LLMHQ Website UI Spec — Final
LLMHQ Website UI Spec — Final
This document defines the messaging, content, structure, and design direction for the LLM Headquarters website (llmhq-hub.github.io). Use this as the source of truth when building or updating the site.
Brand
- Name: LLM Headquarters (LLMhq)
- Tone: Engineering-focused, honest, no hype. Speak like a senior engineer explaining something to a peer.
Product Hierarchy
LLM Headquarters (umbrella brand)
├── PromptOps — prompt versioning & management (foundation layer)
└── ReleaseOps — bundle, promote, attribute, analyze (orchestration layer)
- PromptOps is the entry point. ReleaseOps builds on top of it.
- Each works standalone. Together they form a complete workflow.
- Dependency is one-directional: ReleaseOps depends on PromptOps via PromptBridge, never the reverse.
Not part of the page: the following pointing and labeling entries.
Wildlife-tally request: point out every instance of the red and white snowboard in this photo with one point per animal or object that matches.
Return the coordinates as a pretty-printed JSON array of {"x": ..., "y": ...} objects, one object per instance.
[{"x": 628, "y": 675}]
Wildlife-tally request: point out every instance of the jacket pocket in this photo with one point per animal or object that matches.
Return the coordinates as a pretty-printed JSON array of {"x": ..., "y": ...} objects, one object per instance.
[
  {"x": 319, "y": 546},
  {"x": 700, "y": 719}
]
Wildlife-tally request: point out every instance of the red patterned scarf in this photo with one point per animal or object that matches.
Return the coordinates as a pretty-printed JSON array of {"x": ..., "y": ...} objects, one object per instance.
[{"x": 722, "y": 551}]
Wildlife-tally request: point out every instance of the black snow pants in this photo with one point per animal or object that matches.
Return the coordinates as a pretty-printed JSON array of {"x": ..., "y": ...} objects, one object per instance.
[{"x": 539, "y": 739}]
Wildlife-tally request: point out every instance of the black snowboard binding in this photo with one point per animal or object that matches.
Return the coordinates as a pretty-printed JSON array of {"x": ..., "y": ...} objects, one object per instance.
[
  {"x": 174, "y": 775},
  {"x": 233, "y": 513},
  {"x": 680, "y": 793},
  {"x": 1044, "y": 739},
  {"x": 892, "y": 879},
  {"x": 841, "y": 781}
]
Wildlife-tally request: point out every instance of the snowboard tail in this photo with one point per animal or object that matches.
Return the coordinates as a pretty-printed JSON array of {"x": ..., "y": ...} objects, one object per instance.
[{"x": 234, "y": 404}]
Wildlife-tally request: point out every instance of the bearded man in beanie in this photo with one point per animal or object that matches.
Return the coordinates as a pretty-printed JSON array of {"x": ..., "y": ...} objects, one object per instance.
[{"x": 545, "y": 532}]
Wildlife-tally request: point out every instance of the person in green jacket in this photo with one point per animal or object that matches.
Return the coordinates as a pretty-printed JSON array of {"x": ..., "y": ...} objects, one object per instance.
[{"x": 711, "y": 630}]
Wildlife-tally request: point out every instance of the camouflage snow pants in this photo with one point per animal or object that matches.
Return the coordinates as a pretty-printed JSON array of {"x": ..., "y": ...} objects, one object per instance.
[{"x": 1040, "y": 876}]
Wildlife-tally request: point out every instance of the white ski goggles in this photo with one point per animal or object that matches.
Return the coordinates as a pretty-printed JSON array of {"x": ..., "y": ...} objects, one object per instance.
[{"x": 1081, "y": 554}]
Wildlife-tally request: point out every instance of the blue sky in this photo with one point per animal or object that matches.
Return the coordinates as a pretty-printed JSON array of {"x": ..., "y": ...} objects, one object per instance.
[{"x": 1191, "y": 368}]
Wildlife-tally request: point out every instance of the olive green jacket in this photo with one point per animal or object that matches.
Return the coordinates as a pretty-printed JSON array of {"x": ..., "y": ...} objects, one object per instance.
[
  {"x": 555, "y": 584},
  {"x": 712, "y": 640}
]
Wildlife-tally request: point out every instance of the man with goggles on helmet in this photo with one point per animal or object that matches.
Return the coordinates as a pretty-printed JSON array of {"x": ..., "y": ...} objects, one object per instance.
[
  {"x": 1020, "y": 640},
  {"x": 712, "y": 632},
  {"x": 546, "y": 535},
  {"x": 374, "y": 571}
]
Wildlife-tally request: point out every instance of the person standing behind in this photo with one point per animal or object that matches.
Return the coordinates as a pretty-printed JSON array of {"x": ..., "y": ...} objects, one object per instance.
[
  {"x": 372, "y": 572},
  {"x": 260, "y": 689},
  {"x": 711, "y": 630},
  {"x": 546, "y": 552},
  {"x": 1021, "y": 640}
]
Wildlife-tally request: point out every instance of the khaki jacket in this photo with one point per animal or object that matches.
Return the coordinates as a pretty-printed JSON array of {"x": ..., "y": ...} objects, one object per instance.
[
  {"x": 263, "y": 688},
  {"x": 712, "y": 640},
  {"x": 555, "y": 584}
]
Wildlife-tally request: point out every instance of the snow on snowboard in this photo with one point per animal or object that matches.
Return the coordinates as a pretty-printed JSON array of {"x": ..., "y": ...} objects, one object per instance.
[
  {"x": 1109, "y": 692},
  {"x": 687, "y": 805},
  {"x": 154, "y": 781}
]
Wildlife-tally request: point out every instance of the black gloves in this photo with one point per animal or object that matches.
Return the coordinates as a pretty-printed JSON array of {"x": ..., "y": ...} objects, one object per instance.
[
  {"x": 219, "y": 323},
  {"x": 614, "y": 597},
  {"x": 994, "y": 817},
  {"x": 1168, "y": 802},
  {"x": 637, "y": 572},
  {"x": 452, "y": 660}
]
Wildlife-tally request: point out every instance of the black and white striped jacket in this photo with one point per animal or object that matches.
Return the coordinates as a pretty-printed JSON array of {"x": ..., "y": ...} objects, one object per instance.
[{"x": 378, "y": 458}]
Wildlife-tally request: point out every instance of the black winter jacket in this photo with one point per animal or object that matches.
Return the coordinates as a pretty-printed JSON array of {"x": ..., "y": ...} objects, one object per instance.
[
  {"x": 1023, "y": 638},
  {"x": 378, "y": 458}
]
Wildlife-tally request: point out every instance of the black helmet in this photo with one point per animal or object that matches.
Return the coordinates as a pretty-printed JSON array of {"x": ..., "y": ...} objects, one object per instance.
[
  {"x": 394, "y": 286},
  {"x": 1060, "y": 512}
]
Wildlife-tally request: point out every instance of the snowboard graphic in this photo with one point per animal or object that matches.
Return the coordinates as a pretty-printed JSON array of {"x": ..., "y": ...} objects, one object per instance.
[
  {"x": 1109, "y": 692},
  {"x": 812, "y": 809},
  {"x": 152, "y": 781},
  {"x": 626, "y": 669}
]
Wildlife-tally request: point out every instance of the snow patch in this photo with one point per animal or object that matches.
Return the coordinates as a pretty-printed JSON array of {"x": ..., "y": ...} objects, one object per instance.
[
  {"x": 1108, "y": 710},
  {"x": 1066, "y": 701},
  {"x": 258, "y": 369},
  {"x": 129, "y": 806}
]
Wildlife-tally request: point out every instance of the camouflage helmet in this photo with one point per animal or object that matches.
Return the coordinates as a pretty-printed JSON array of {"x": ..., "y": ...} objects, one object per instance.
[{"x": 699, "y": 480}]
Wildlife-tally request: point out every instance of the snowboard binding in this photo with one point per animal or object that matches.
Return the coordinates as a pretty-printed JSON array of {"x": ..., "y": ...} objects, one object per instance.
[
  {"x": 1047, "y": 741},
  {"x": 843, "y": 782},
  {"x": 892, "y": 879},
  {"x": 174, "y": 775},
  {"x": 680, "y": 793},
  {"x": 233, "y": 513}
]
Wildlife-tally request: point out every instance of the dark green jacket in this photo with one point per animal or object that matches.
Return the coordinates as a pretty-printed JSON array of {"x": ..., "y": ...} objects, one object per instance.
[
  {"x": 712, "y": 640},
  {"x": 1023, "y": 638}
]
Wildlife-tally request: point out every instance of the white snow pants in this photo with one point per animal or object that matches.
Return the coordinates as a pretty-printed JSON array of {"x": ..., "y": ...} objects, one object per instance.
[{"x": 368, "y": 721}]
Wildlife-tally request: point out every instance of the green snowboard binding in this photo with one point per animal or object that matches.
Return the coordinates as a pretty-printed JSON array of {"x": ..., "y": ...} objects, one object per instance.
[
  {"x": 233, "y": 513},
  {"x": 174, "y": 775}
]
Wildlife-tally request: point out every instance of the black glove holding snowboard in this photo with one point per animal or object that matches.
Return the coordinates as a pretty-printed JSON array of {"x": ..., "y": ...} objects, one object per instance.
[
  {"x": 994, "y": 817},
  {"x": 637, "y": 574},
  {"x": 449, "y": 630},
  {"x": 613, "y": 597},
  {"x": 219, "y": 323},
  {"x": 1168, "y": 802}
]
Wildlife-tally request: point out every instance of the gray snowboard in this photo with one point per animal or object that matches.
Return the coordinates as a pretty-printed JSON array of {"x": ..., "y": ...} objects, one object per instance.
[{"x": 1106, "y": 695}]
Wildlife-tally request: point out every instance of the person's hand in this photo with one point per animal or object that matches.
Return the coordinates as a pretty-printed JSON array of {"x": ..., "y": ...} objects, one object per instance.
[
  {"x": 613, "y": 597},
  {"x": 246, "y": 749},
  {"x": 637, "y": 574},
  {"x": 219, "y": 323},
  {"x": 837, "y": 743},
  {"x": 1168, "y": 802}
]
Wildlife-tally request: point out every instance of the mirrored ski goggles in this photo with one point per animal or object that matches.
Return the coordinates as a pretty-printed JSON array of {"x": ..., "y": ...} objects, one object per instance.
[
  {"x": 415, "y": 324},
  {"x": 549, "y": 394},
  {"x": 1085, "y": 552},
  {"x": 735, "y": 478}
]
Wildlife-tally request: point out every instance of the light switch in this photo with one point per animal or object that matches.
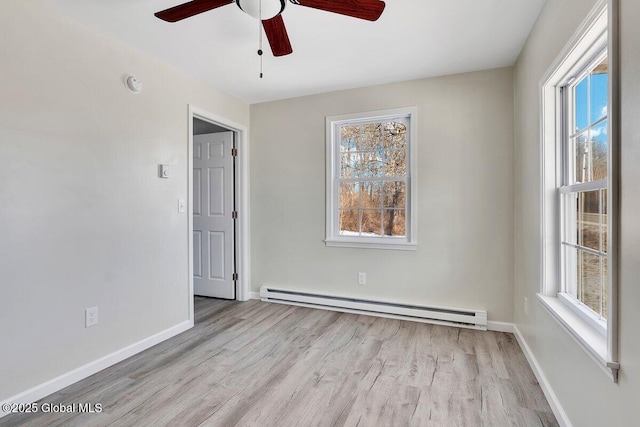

- Progressive adoption: users start with PromptOps, graduate to ReleaseOps when ready.
Landing Page Structure
The page flow follows a “show → explain → convince” structure. Lead with the visual punch, then explain how it works, then establish principles. Do NOT lead with philosophy or abstract pipeline diagrams.
Section 1: Hero
Headline: “Every artifact in your stack has version control. Except the ones that define your agent.”
Sub-headline: “Version, bundle, and ship the artifacts that define your agent. Git-native. Local-first.”
Bridge line (below sub-headline, before visual): “Prompts. Policies. Model configs. These define your agent — and right now, they’re unversioned.”
No trust badges in the hero. No install command in the hero. No “Operational infrastructure for AI agents” category label. The hero is problem → solution → stakes. Nothing else.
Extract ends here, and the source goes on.